Let $a\in \mathbb R$ and $f(x)$ be and infinitely differentiable function on an interval $I$ containing $a.$ Then the one-dimensional Taylor series of $f$ around $a$ is given by \[ f(x)=f(a)+f'(a)(x-a)+\frac{f''(a)}{2!}(x-a)^2+\frac{f^{(3)}(a)}{3!}(x-a)^3+\cdots \]

which can be written in the most compact form: \[ f(x)=\sum_{n=0}^{\infty} \frac{f^{(n)}(a)}{n!}(x-a)^n. \]

Taylor's theorem gives an approximation of a $k$-times differentiable function around a given point by a $k$-th order Taylor polynomial.

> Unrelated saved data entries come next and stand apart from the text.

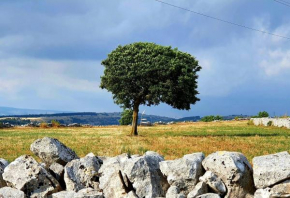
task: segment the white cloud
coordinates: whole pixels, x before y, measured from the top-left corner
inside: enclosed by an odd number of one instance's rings
[[[100,91],[98,76],[102,74],[99,61],[57,61],[25,58],[1,59],[2,94],[17,94],[23,89],[43,95],[45,89],[75,92]],[[96,72],[95,79],[86,79],[82,73]],[[76,77],[78,73],[78,77]],[[50,97],[53,93],[50,92]]]
[[[290,50],[268,50],[260,65],[269,77],[290,72]]]

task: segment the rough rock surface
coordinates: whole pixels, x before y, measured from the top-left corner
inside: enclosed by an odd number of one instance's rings
[[[62,191],[52,194],[52,198],[104,198],[101,192],[92,188],[84,188],[79,192]]]
[[[290,179],[290,155],[281,152],[254,157],[254,181],[256,188],[266,188]]]
[[[93,153],[67,163],[64,173],[66,189],[77,192],[83,188],[97,186],[100,166],[99,160]]]
[[[3,180],[2,174],[4,173],[4,169],[8,166],[8,161],[0,158],[0,188],[6,186],[6,182]]]
[[[18,189],[4,187],[0,188],[1,198],[25,198],[24,192]]]
[[[181,192],[188,194],[203,175],[203,153],[193,153],[177,160],[160,162],[160,170],[167,177],[171,186],[177,186]]]
[[[196,184],[194,189],[187,195],[187,198],[195,198],[199,195],[208,193],[208,186],[204,182],[199,182]]]
[[[124,197],[134,191],[138,197],[162,197],[169,187],[159,162],[163,157],[148,151],[143,156],[119,155],[104,160],[99,173],[105,197]]]
[[[186,198],[186,196],[180,193],[177,186],[170,186],[166,193],[166,198]]]
[[[103,159],[103,165],[99,170],[100,188],[105,197],[124,197],[126,191],[120,180],[119,170],[121,163],[124,163],[130,156],[122,154],[112,158]]]
[[[271,198],[271,188],[256,190],[254,198]]]
[[[226,198],[253,196],[255,192],[253,169],[242,153],[215,152],[207,156],[202,164],[205,170],[212,171],[225,183]]]
[[[49,166],[50,174],[58,181],[62,189],[66,189],[64,182],[64,167],[61,164],[53,163]]]
[[[199,180],[206,183],[214,192],[220,195],[227,192],[224,182],[211,171],[206,171],[206,173],[200,177]]]
[[[220,198],[220,196],[218,194],[215,194],[215,193],[207,193],[204,195],[199,195],[199,196],[197,196],[197,198]]]
[[[147,151],[143,156],[129,158],[121,164],[123,178],[128,177],[138,197],[165,196],[169,185],[160,171],[161,161],[164,161],[161,155]]]
[[[58,193],[53,193],[52,198],[74,198],[77,195],[74,191],[61,191]]]
[[[130,191],[124,198],[139,198],[134,191]]]
[[[76,153],[54,138],[44,137],[33,142],[30,150],[37,155],[47,166],[56,162],[63,166],[78,159]]]
[[[74,198],[103,198],[103,194],[92,188],[84,188],[80,190]]]
[[[272,188],[258,189],[255,198],[290,197],[290,180],[284,181]]]
[[[3,179],[9,187],[31,197],[45,197],[60,190],[57,180],[28,155],[11,162],[4,170]]]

For example, the best linear approximation for $f(x)$ is $$f(x)\approx f(a)+f'(a)(x-a).$$ This linear approximation fits $f(x)$ with a line through $x=a$ that matches the slope of $f$ at $a.$

For a better approximation we can add other terms in the expansion. For instance, the best quadratic approximation is $$f(x)\approx f(a)+f'(a)(x-a)+\frac12 f''(a)(x-a)^2.$$

Suppose that a function $f$ is analytic throughout a disk $|z -z_0|< R,$ centered at $z_0$ and with radius $R.$ Then $f(z)$ has the power series representation \begin{eqnarray}\label{seriefunction} f(z)=\sum_{n=0}^{\infty} a_n(z-z_0)^n,\quad |z-z_0|<R, \qquad \qquad (1) \end{eqnarray} where $ \, a_n=\dfrac{f^{(n)}(z_0)}{n!},\quad n=0,1,2,\ldots $

That is, series (1) converges to $f(z)$ when $z$ lies in the stated open disk.